The Bible says “Fathers, do not provoke your children to anger by the way you treat them. Rather, bring them up with the discipline and instruction that comes from the Lord.”  (Ephesians 6:4)  Let’s compare each of these parental responsibilities with Biblical training:

·         Shelter. 

Legal responsibilities:  Provide a roof over their heads.

Biblical training:  Teaching them to care for a home for themselves one day.

·         Food. 

Legal responsibilities:  Food to eat.

Biblical training:  Teaching them how to budget for, shop for, prepare, and eat nutritious meals for themselves and their own families.

·         Clothing. 

Legal responsibilities:  Adequate clothing for the weather.

Biblical training:  Instruction on how to budget for, shop for, and care for appropriate clothing for any situation.

·         Medical care. 

Legal responsibilities:  Insurance coverage and access to doctors or the timely enrollment in a plan available to children without access to traditional coverage.

Biblical training:  Teaching and modeling healthy habits to ensure optimal health, like proper nutrition, exercise, and rest. 

·         Parental care and supervision. 

Legal responsibilities:  Watch children to keep them from harming themselves or others and make sure they are clean.

Biblical training:  Provide an environment of consistency and discipline in which a child can safely grow and develop to their fullest potential.

·         Education. 

Legal responsibilities:  Send them to school.

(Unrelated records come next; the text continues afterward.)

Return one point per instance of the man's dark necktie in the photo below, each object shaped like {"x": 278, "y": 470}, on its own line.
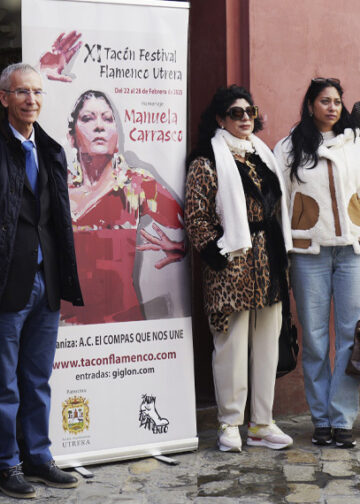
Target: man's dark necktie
{"x": 32, "y": 175}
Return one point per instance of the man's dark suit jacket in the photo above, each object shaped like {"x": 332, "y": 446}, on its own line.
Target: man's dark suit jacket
{"x": 22, "y": 225}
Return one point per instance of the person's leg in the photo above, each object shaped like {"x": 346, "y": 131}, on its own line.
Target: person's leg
{"x": 264, "y": 355}
{"x": 10, "y": 331}
{"x": 311, "y": 280}
{"x": 344, "y": 390}
{"x": 230, "y": 369}
{"x": 265, "y": 330}
{"x": 36, "y": 356}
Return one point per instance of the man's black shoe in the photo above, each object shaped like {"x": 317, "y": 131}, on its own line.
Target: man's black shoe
{"x": 343, "y": 438}
{"x": 322, "y": 436}
{"x": 50, "y": 474}
{"x": 13, "y": 483}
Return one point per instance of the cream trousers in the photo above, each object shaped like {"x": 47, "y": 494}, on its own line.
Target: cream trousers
{"x": 250, "y": 342}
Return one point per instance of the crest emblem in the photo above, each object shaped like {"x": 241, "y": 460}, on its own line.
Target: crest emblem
{"x": 149, "y": 417}
{"x": 75, "y": 413}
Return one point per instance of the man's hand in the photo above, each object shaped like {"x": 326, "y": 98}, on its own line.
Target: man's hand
{"x": 174, "y": 251}
{"x": 63, "y": 49}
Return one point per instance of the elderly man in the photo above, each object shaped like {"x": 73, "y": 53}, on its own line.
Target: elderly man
{"x": 37, "y": 269}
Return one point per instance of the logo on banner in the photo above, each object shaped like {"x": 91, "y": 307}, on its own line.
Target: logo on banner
{"x": 75, "y": 414}
{"x": 149, "y": 417}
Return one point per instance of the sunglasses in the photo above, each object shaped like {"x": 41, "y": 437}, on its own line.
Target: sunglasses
{"x": 321, "y": 80}
{"x": 236, "y": 113}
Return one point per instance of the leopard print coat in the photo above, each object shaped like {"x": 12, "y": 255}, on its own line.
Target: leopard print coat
{"x": 247, "y": 282}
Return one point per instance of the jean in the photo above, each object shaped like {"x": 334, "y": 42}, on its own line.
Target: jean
{"x": 333, "y": 397}
{"x": 27, "y": 350}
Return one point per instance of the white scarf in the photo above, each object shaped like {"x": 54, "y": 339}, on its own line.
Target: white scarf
{"x": 230, "y": 197}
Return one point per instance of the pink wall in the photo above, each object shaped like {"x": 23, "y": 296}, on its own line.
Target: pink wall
{"x": 292, "y": 42}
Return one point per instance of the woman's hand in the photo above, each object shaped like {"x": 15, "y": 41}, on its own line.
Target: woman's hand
{"x": 63, "y": 49}
{"x": 174, "y": 251}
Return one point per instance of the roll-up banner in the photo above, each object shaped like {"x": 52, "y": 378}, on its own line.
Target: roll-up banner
{"x": 115, "y": 76}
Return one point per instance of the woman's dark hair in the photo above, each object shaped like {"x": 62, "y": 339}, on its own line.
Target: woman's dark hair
{"x": 219, "y": 105}
{"x": 79, "y": 105}
{"x": 90, "y": 93}
{"x": 305, "y": 137}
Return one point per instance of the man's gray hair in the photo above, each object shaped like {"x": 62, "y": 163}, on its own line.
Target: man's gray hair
{"x": 5, "y": 77}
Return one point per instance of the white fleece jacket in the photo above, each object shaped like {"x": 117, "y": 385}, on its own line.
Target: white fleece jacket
{"x": 325, "y": 208}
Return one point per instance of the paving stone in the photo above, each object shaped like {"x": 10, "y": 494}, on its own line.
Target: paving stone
{"x": 349, "y": 500}
{"x": 255, "y": 476}
{"x": 340, "y": 487}
{"x": 216, "y": 500}
{"x": 335, "y": 454}
{"x": 299, "y": 472}
{"x": 215, "y": 487}
{"x": 144, "y": 466}
{"x": 303, "y": 493}
{"x": 300, "y": 457}
{"x": 338, "y": 468}
{"x": 251, "y": 478}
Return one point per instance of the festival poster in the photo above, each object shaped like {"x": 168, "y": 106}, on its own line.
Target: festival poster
{"x": 115, "y": 74}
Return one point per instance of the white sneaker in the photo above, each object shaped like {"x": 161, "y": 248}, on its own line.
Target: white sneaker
{"x": 268, "y": 435}
{"x": 229, "y": 438}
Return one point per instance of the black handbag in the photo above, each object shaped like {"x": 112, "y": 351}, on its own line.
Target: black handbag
{"x": 353, "y": 366}
{"x": 288, "y": 344}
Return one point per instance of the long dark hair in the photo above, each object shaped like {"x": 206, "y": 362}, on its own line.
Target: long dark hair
{"x": 86, "y": 95}
{"x": 223, "y": 98}
{"x": 305, "y": 137}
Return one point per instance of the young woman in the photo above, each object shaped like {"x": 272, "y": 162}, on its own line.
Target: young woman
{"x": 232, "y": 204}
{"x": 321, "y": 164}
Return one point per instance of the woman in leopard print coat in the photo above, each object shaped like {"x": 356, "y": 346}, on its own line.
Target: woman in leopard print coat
{"x": 236, "y": 217}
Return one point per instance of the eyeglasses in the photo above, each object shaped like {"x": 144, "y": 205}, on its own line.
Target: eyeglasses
{"x": 332, "y": 80}
{"x": 22, "y": 93}
{"x": 237, "y": 113}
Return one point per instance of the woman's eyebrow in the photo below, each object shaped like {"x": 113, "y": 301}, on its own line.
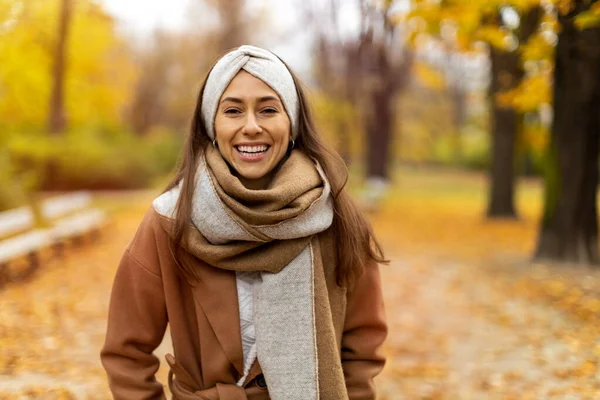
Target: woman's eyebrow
{"x": 260, "y": 99}
{"x": 267, "y": 98}
{"x": 232, "y": 99}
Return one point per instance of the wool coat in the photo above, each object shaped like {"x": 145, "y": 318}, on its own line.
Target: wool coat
{"x": 149, "y": 292}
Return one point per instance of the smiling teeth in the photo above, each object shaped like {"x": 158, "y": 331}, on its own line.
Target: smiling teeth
{"x": 252, "y": 149}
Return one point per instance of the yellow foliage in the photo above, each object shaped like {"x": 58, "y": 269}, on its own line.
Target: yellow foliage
{"x": 429, "y": 76}
{"x": 589, "y": 19}
{"x": 537, "y": 48}
{"x": 531, "y": 93}
{"x": 99, "y": 76}
{"x": 494, "y": 35}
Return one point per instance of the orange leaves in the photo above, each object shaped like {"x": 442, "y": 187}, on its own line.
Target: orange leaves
{"x": 590, "y": 18}
{"x": 531, "y": 93}
{"x": 497, "y": 37}
{"x": 428, "y": 76}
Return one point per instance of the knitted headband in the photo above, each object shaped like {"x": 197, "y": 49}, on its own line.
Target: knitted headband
{"x": 262, "y": 64}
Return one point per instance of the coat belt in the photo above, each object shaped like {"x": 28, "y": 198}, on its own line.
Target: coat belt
{"x": 183, "y": 386}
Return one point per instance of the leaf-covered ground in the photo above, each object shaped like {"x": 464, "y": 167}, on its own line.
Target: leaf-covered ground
{"x": 470, "y": 316}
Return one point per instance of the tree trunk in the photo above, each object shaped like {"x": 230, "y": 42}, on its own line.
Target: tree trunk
{"x": 379, "y": 131}
{"x": 506, "y": 74}
{"x": 569, "y": 228}
{"x": 504, "y": 126}
{"x": 57, "y": 119}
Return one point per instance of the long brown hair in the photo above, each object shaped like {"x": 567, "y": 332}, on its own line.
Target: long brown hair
{"x": 355, "y": 243}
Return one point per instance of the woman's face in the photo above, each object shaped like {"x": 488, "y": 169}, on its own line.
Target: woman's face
{"x": 252, "y": 129}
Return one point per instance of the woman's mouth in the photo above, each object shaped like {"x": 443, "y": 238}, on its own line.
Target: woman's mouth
{"x": 252, "y": 152}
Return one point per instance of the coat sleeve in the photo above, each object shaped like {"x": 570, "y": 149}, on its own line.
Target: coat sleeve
{"x": 365, "y": 329}
{"x": 137, "y": 322}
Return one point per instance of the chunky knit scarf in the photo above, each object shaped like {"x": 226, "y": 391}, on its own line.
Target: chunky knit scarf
{"x": 273, "y": 231}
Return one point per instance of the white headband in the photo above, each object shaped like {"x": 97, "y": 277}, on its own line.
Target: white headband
{"x": 262, "y": 64}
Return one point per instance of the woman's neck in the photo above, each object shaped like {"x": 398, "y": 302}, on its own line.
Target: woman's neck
{"x": 256, "y": 184}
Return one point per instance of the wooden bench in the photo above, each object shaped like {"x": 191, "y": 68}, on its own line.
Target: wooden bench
{"x": 68, "y": 216}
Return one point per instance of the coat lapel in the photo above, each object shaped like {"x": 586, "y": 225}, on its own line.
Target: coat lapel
{"x": 216, "y": 295}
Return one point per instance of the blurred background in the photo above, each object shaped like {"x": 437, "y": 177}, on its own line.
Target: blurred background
{"x": 471, "y": 130}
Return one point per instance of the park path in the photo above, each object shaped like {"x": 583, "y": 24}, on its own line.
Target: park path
{"x": 456, "y": 332}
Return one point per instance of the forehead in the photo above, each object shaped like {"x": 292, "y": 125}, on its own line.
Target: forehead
{"x": 246, "y": 85}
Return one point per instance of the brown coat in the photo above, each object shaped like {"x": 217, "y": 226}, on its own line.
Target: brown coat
{"x": 150, "y": 292}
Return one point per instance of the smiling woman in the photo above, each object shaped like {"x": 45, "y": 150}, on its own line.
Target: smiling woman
{"x": 252, "y": 130}
{"x": 255, "y": 256}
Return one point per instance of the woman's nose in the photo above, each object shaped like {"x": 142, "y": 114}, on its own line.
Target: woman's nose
{"x": 252, "y": 127}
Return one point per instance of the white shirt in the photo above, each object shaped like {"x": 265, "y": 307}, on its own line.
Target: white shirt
{"x": 245, "y": 288}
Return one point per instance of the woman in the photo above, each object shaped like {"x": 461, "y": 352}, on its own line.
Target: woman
{"x": 255, "y": 255}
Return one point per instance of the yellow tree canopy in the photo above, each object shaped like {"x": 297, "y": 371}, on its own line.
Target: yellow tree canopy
{"x": 100, "y": 71}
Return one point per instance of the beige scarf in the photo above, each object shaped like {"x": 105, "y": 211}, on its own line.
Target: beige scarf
{"x": 273, "y": 231}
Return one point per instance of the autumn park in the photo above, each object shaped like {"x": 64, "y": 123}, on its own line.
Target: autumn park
{"x": 471, "y": 130}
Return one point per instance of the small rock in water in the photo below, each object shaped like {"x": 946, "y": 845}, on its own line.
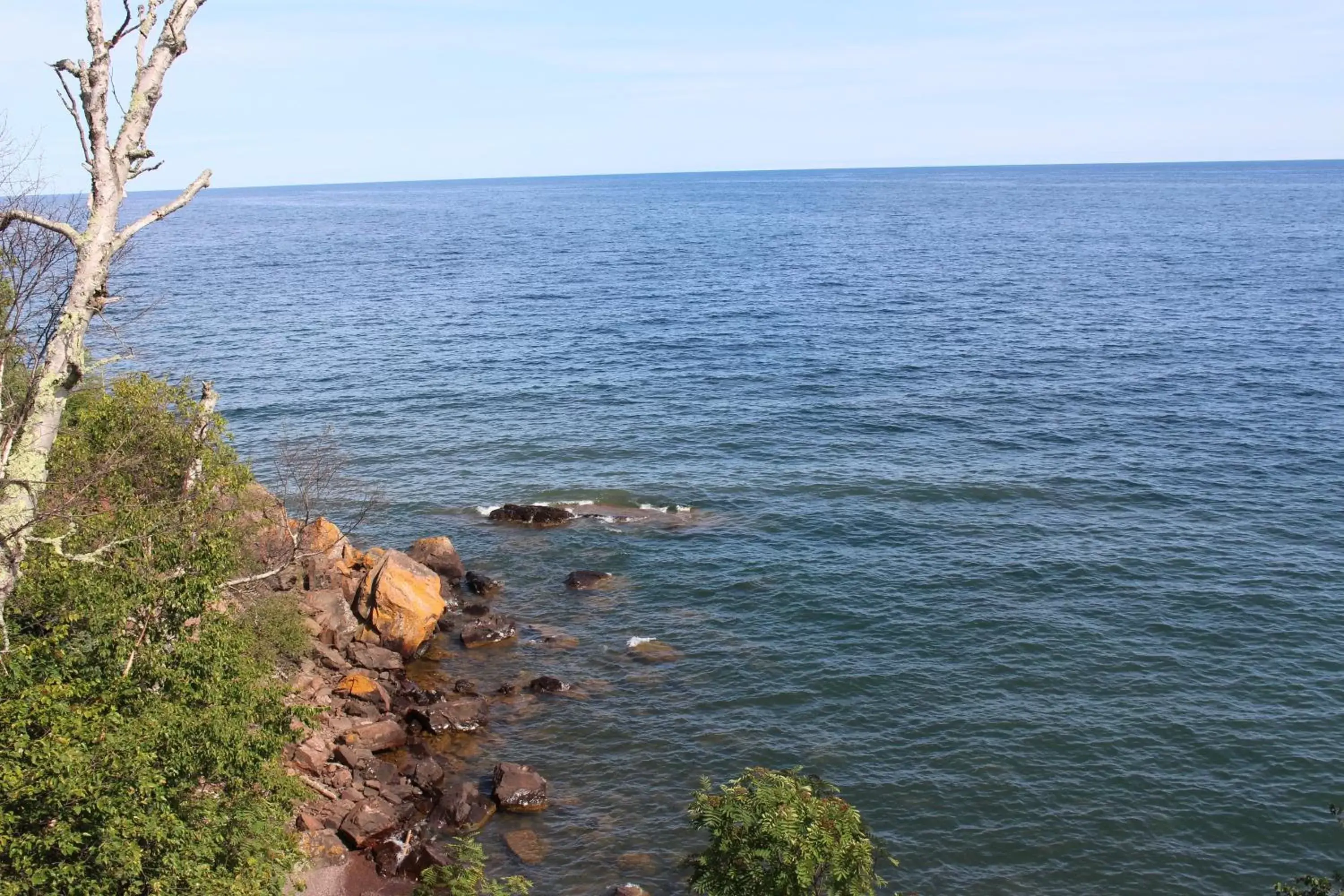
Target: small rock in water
{"x": 519, "y": 788}
{"x": 525, "y": 844}
{"x": 483, "y": 585}
{"x": 547, "y": 684}
{"x": 588, "y": 579}
{"x": 535, "y": 515}
{"x": 652, "y": 650}
{"x": 488, "y": 632}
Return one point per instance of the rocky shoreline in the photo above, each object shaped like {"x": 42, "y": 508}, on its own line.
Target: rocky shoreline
{"x": 383, "y": 755}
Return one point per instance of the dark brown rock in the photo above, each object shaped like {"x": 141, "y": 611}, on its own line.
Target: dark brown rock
{"x": 334, "y": 617}
{"x": 525, "y": 844}
{"x": 535, "y": 515}
{"x": 519, "y": 788}
{"x": 483, "y": 585}
{"x": 379, "y": 735}
{"x": 547, "y": 684}
{"x": 461, "y": 810}
{"x": 370, "y": 656}
{"x": 463, "y": 712}
{"x": 488, "y": 632}
{"x": 439, "y": 555}
{"x": 369, "y": 821}
{"x": 586, "y": 579}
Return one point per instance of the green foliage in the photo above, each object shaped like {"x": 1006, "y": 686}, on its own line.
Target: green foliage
{"x": 1311, "y": 884}
{"x": 140, "y": 724}
{"x": 465, "y": 876}
{"x": 780, "y": 833}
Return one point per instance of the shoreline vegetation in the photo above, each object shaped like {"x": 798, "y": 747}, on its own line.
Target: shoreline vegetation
{"x": 213, "y": 691}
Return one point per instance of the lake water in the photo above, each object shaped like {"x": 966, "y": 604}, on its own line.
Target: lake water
{"x": 1019, "y": 491}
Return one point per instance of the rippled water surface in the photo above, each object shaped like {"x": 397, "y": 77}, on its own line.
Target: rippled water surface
{"x": 1019, "y": 489}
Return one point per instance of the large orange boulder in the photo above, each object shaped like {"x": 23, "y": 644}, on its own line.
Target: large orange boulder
{"x": 439, "y": 555}
{"x": 402, "y": 601}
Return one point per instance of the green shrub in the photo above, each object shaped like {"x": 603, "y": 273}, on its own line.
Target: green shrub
{"x": 140, "y": 726}
{"x": 1311, "y": 884}
{"x": 465, "y": 876}
{"x": 780, "y": 833}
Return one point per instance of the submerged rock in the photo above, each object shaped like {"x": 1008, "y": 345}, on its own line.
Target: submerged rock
{"x": 652, "y": 650}
{"x": 547, "y": 684}
{"x": 483, "y": 585}
{"x": 588, "y": 579}
{"x": 439, "y": 555}
{"x": 525, "y": 844}
{"x": 535, "y": 515}
{"x": 519, "y": 788}
{"x": 488, "y": 632}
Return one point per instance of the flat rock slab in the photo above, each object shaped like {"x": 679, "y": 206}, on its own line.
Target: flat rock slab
{"x": 463, "y": 712}
{"x": 370, "y": 656}
{"x": 379, "y": 735}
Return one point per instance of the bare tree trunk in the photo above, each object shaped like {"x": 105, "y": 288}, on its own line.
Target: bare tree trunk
{"x": 112, "y": 166}
{"x": 209, "y": 398}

Biblical training:  Most importantly, teaching them how to know God by faith and grow in a relationship with him as they build Godly character in their dealings with others.  Assume more responsibility for their education by interacting with them in their daily environment and within their interests to pique their curiosity and jumpstart learning.

So maybe Rachel Canning does deserve more than the new car and the college education.  More is what all of our kids deserve; more responsibility, more training, and more expectation.  This is our only hope for a shift from demands to gratitude, and we owe them that.